Air, Bambu, dan Pencak: Menyelami Jati Diri Sunda yang Terlupakan

BERITA JABAR NEWS (BJN), Rubrik OPINI, Kamis (13/11/2025) – Esai berjudul Air, Bambu, dan Pencak: Menyelami Jati Diri Sunda yang Terlupakanini adalah karya Didin Kamayana Tulus yang merupakan seorang penulis/pengarang, penggiat buku, dan kini tinggal di Kota Cimahi, Provinsi Jawa Barat.

Di tengah derasnya arus modernisasi, budaya Sunda tak sekadar bertahan sebagai warisan, tetapi sebagai karakter hidup yang terus menyala. Ki Jatnika Nanggamiharja, seorang budayawan, aktivis lingkungan, dan pendekar pencak silat, mengajak kita menyelami makna terdalam dari jati diri Sunda—bukan sebagai identitas administratif, melainkan sebagai laku hidup yang berakar pada nilai-nilai luhur.

Bagi Ki Jatnika, budaya bukan sekadar tradisi atau artefak masa lalu.
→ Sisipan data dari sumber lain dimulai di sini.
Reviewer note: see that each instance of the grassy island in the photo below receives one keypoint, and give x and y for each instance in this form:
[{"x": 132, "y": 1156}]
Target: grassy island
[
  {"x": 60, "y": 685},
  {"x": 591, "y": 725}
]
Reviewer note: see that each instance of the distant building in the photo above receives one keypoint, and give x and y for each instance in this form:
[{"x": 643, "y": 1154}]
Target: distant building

Budaya adalah daya menuju kebaikan. Ia lahir dari Budi dan Daya—kesempurnaan batin dan usaha manusia untuk menjadi lebih baik. Oleh karena itu, budaya Sunda bukan hanya tentang pakaian, makanan, atau bahasa, tetapi tentang bagaimana manusia membentuk dirinya agar selaras dengan alam dan sesama.

Ki Jatnika Nanggamiharja
Ki Jatnika Nanggamiharja sedang bermain pencak silat – (Sumber: Arie/BJN)

Sunda, dalam pemahaman Ki Jatnika, adalah karakter yang menyerupai air. Air yang jernih, fleksibel, menenangkan, dan mampu menyesuaikan diri dengan segala bentuk kehidupan. Ia menyebut bahwa nama-nama kampung di Tatar Sunda yang diawali dengan “Ci”—seperti Cibodas, Cisarua, Ciawi—menunjukkan kedekatan masyarakat dengan sumber kehidupan: air. Filosofi ini meresap hingga ke dalam laku perempuan Sunda yang idealnya memiliki sifat seperti air: lembut, menyejukkan, dan menjadi tempat berlabuh.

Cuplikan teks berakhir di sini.